Axios Pro Exclusive Content

Echoes of the past for cleantech investors

Jun 9, 2022

Illustration: Aïda Amer/Axios

For veteran investors, volatile market conditions and rising inflation are bringing up memories of Cleantech 1.0's bust era during the aughts.

Why it matters: Fund managers agree that time is of the essence in the battle against the climate crisis. But many are skittish of investing during turbulent times, with lessons still raw from the last industry-wide bust 20 years ago.

Flashback: Clean energy's infamous bust in the early 2000s likely stymied private investment in the industry — and kneecapped its growth — for decades.

  • "It was really more of an opportunistic industry that was served mostly by governmental stimulus and intervention.
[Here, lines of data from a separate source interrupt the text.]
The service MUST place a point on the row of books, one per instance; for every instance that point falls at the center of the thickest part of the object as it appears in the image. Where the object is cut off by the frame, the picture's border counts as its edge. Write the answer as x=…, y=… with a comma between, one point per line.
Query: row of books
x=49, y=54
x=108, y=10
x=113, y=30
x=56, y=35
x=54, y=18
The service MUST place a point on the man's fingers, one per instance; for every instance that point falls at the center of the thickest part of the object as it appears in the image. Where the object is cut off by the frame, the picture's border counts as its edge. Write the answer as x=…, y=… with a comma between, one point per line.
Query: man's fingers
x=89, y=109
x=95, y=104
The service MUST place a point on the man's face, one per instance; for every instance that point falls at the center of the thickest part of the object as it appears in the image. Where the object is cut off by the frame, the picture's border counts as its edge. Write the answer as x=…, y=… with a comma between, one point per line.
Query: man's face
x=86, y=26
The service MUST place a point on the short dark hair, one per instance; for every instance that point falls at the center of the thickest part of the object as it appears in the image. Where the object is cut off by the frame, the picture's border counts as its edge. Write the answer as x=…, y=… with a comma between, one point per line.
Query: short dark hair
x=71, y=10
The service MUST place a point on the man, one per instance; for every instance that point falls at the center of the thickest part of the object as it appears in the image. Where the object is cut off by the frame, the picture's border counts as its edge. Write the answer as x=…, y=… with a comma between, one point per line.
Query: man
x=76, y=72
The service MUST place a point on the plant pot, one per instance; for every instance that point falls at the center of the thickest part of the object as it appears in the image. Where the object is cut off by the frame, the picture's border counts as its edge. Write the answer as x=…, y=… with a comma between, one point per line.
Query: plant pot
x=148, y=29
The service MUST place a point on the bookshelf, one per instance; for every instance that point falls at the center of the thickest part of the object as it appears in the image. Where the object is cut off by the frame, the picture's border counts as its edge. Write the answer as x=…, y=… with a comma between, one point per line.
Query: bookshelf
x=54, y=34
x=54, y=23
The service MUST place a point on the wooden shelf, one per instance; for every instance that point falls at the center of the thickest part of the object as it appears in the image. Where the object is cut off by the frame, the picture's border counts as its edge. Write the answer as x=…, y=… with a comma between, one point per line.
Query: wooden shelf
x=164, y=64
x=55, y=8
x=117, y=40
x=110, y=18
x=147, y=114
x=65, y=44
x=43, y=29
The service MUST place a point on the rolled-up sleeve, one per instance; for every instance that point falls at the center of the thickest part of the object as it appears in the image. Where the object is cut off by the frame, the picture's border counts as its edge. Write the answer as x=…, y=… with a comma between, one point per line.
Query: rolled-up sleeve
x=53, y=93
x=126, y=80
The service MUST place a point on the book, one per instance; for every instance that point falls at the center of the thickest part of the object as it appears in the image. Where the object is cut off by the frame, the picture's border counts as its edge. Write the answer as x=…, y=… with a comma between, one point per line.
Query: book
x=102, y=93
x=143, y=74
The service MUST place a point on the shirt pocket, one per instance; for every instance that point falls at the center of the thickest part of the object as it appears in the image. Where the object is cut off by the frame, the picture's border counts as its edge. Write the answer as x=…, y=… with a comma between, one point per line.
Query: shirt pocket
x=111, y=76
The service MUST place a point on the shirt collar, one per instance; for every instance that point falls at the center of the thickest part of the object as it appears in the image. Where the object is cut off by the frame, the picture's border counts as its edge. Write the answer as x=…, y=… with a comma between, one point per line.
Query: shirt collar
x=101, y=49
It was artificially inflated," former Gartner analyst John Wheeler tells Axios.

What's happening: The energy and climate industries are coming off one of their best private funding years in decades, with roughly $40 billion pulled in by private companies in 2021.
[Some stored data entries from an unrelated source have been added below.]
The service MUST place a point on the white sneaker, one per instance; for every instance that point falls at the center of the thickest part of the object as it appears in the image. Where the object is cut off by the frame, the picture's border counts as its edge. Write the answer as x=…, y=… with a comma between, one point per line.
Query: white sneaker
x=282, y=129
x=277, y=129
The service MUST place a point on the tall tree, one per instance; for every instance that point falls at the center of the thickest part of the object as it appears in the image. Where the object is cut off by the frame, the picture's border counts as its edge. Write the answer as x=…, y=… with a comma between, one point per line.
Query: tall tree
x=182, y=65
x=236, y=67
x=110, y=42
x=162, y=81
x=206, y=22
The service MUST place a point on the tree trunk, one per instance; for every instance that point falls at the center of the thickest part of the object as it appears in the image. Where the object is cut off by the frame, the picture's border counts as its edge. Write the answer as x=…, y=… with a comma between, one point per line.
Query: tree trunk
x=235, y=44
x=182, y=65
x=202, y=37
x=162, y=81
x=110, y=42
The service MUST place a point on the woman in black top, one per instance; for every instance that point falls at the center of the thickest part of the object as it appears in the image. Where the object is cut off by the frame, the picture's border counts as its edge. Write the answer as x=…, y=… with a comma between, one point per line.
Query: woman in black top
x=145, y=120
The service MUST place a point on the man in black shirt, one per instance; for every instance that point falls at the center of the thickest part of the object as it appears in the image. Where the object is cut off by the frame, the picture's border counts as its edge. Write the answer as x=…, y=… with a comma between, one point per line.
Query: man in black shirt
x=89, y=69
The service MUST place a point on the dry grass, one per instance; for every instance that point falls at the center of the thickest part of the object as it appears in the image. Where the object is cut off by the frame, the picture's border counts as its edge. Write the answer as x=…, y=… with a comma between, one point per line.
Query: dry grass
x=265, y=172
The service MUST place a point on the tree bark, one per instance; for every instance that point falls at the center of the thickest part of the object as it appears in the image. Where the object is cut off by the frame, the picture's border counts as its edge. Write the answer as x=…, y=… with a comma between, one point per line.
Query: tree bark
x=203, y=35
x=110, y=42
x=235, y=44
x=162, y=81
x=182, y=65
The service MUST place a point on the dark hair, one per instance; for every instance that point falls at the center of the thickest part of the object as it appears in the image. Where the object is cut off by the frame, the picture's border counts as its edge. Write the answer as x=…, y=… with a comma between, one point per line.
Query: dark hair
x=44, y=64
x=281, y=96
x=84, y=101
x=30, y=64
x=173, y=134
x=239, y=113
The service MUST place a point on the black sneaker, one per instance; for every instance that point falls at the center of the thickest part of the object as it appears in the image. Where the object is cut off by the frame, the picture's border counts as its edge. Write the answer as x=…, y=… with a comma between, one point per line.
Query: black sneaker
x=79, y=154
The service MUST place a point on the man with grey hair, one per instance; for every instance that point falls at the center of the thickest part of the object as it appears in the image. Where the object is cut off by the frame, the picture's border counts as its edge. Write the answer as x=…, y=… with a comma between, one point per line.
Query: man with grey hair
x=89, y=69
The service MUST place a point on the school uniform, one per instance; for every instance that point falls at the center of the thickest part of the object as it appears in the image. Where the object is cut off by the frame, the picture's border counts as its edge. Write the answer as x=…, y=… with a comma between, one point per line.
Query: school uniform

  • Some investors have told Axios in recent months that they feared many companies in the current cohort have — to Wheeler's point — artificially inflated valuations.
  • "It's all been driven by this undercurrent of huge investment by funds or PE firms who are looking to invest in companies that are very climate-friendly as part of these ESG commitments," Wheeler says.

The intrigue: Wheeler, who also worked through the 2008 housing crash, likened some of the ESG credit ratings to ratings agencies' role in mortgage financing leading up to the 2008 crash.

The bottom line: "There is a tsunami that's coming. With a tsunami, the water rushes out and everyone is left exposed," Wheeler says.

💭 Our thought bubble: It's time for startups to hunker down with the funding they have in place, cut costs to reduce burn, and prepare for a lean few years ahead.